For those of you not familiar with no match letters, these are letters the SSA sends employers when they determine that a worker's social security number and their names don't match. Billions of dollars sit in an account at SSA for people whose names and numbers don't match. Some of those folks are very likely illegally in the US. And many of the estimated 17,000,000 people with data problems are probably US citizens.



This is a key decision because for several years employers have not had clear guidance on how to handle the letters. Some immigration lawyers have advised clients that receiving an SSA no match letter puts the employer on notice that a worker is probably illegally present in the country.



The case centers around Aramark, a massive company that runs concessions at arenas around the US. The case involved workers at the Staples Center in Los Angeles, home to the Lakers, Clippers and Kings. Aramark received no match letters and told 30+ employees that they had three days to prove they had new social security cards on order or they were fired.

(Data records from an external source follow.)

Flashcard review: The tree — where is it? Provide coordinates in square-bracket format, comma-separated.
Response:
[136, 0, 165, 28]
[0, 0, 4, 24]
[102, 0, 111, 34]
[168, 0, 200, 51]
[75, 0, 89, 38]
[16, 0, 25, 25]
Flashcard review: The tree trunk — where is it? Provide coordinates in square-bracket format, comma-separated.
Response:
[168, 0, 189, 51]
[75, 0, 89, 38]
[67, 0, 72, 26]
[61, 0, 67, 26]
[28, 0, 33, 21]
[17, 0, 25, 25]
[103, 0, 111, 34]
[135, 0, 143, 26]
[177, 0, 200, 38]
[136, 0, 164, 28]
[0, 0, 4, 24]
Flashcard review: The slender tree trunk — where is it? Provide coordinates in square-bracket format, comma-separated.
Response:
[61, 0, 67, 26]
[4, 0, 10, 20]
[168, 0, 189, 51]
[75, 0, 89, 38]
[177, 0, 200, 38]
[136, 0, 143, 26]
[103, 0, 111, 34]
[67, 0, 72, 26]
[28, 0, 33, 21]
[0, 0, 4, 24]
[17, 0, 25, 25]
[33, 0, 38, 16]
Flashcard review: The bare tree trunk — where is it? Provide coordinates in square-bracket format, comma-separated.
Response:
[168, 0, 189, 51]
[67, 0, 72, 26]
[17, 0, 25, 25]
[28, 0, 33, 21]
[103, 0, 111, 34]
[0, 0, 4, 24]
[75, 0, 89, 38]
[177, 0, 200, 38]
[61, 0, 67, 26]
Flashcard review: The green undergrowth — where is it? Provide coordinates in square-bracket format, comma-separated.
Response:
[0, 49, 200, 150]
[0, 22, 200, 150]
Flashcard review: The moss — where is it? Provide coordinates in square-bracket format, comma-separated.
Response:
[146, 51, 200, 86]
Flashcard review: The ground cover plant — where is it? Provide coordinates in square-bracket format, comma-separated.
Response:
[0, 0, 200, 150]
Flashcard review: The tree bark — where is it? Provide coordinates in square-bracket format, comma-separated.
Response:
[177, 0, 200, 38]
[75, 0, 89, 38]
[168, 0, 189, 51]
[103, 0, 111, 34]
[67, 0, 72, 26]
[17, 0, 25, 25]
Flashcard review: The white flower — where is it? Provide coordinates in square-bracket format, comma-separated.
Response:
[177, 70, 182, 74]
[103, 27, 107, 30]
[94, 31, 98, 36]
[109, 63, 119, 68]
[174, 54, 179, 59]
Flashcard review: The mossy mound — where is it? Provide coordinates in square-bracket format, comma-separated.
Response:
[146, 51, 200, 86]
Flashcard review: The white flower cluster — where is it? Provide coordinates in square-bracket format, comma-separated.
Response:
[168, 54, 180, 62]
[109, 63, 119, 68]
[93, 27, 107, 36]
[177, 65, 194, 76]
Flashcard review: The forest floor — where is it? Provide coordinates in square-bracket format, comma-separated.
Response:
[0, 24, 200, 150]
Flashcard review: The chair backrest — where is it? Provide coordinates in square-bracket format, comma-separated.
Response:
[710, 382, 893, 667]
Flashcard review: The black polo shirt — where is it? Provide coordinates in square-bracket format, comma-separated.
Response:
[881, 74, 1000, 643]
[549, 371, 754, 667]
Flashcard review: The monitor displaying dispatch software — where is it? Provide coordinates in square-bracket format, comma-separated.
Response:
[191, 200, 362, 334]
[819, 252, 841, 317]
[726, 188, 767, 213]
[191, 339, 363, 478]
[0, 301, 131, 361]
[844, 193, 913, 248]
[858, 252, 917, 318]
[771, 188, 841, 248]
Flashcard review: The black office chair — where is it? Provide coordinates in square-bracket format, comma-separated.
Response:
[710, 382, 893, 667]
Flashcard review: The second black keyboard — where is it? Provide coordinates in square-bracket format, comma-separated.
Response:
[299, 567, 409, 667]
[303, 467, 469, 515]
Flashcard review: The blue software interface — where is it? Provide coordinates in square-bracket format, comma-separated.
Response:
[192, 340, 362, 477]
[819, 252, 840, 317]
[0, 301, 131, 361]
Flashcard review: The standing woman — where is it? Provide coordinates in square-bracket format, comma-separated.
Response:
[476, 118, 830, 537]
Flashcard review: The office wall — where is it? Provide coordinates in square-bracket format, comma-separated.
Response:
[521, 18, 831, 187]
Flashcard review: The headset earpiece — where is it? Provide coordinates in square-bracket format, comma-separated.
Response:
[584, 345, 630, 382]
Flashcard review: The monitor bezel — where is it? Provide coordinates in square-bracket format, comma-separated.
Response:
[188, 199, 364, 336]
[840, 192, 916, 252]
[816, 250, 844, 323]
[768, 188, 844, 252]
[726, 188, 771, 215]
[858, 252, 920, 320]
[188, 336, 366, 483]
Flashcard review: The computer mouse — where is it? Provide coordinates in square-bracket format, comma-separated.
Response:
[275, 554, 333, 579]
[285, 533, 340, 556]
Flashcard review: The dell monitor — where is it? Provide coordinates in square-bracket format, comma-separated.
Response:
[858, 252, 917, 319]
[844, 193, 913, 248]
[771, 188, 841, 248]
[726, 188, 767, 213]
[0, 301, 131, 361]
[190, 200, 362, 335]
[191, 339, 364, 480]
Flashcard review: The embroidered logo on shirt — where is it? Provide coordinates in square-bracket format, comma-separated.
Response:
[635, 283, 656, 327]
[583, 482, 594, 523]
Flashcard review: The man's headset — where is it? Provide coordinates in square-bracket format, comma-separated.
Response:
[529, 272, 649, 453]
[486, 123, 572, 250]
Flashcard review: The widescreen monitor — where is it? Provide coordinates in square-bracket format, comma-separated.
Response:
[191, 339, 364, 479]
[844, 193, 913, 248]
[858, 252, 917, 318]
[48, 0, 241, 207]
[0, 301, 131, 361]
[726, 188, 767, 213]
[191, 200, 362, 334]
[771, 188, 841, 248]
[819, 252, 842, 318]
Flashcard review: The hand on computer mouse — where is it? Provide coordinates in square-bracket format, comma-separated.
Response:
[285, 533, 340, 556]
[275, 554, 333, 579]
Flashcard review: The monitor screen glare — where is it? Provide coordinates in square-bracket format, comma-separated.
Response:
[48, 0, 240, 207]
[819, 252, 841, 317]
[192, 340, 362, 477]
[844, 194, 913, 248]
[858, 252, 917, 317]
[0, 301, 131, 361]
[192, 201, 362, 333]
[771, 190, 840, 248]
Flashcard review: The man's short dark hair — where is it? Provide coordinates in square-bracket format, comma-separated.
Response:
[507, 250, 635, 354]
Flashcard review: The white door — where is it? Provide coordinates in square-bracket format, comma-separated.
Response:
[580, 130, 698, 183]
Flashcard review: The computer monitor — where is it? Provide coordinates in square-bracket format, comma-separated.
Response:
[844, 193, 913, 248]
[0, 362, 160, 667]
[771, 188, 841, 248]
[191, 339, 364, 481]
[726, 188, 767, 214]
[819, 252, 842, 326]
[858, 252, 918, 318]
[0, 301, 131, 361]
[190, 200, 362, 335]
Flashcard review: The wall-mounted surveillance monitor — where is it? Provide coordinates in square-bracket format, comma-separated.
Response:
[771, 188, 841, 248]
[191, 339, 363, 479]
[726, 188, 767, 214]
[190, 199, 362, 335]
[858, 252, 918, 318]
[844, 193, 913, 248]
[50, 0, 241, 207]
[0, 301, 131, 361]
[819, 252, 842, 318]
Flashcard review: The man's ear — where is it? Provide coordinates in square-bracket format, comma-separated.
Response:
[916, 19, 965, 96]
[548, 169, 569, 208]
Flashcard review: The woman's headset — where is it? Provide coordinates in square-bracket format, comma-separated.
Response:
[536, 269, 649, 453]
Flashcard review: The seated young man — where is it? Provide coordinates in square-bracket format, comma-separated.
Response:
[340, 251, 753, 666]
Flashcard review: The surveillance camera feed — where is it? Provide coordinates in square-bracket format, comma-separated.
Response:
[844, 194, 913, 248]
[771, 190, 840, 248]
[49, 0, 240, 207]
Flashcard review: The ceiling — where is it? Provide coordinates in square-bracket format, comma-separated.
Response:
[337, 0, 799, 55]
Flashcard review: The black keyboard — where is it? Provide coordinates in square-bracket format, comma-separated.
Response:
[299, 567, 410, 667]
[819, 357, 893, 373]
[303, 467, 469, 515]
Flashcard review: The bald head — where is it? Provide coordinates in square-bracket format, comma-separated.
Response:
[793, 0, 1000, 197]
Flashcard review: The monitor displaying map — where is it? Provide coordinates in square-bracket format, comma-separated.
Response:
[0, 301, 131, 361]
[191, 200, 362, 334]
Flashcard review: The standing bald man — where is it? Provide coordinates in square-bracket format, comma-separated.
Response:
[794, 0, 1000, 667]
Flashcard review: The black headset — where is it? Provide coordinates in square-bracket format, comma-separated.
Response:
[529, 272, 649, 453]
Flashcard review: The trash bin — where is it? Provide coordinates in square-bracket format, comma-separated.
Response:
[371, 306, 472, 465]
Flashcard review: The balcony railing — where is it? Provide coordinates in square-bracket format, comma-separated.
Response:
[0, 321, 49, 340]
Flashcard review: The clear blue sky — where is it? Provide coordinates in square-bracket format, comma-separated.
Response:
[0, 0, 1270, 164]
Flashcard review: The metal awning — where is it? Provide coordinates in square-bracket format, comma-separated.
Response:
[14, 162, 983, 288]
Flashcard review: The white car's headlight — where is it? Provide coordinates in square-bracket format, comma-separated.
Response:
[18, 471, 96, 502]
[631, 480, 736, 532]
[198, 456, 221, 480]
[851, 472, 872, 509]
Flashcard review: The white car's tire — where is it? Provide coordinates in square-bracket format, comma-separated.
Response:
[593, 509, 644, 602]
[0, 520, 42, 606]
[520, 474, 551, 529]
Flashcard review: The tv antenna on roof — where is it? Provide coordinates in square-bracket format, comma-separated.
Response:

Most workers didn't respond and instead turned to Service Employees International Union which entered in to arbitration with Aramark over the issue.



The arbitrator found no evidence to prove the workers were illegal and ordered Aramark to pay back wages. The district court reversed the finding on public policy grounds. The 9th Circuit held that the arbitrator's fact finding must be honored and ruled against Aramark.

In addition to misuse by undocumented workers, SSN mismatches
could generate a no-match letter for many reasons,
including typographical errors, name changes, compound last
names prevalent in immigrant communities, and inaccurate or
incomplete employer records. By SSA's own estimates,
approximately 17.8 million of the 430 million entries in its
database (called "NUMIDENT") contain errors, including
about 3.3 million entries that mis-classify foreign-born U.S.
citizens as aliens. Congressional Response Report: Accuracy
of the Social Security Administration's NUMIDENT File
(Dec. 2006), available at http://www.socialsecurity.gov/oig/
ADOBEPDF/auditt xt/A-08-06-26100.htm (last visited June
9, 2008).




[5] As a result, an SSN discrepancy does not automatically
mean that an employee is undocumented or lacks proper work
authorization. In fact, the SSA tells employers that the information
it provides them "does not make any statement about
. . . immigration status" and "is not a basis, in and of itself,
to take any adverse action against the employee." Social
Security Number Verification Service Handbook, available at
http://www.ssa.gov/employer/ssnvs_handbk.htm (last visited
June 9, 2008).



*****



In sum, the letters Aramark received are not intended by
the SSA to contain "positive information" of immigration status,
and could be triggered by numerous reasons other than
fraudulent documents, including various errors in the SSA's
NUMIDENT database. Indeed, the letters do not indicate that
the government suspects the workers of using fraudulent documents.
Rather, they merely indicate that the worker's earnings
were not being properly credited, one explanation of
which is fraudulent SSNs.

*****

One final point. Aramark has introduced no evidence concerning
the fired employees' actual employment status other
than that they were named in the no-match letters and did not
quickly respond to the request for further verification of their
social security status. In addition to creating no "constructive
notice," this evidence simply does not demonstrate that any of
the workers actually were unauthorized to work, particularly
because a social security card is only one way to prove work
authorization.

Incidentally, the Court notes the no match rule from DHS that is being held up in the courts. The court would expand when employers are deemed to have constructive knowledge when they receive no match letters and also provides a "safe harbor" procedure for employers to terminate workers when they do get these letters.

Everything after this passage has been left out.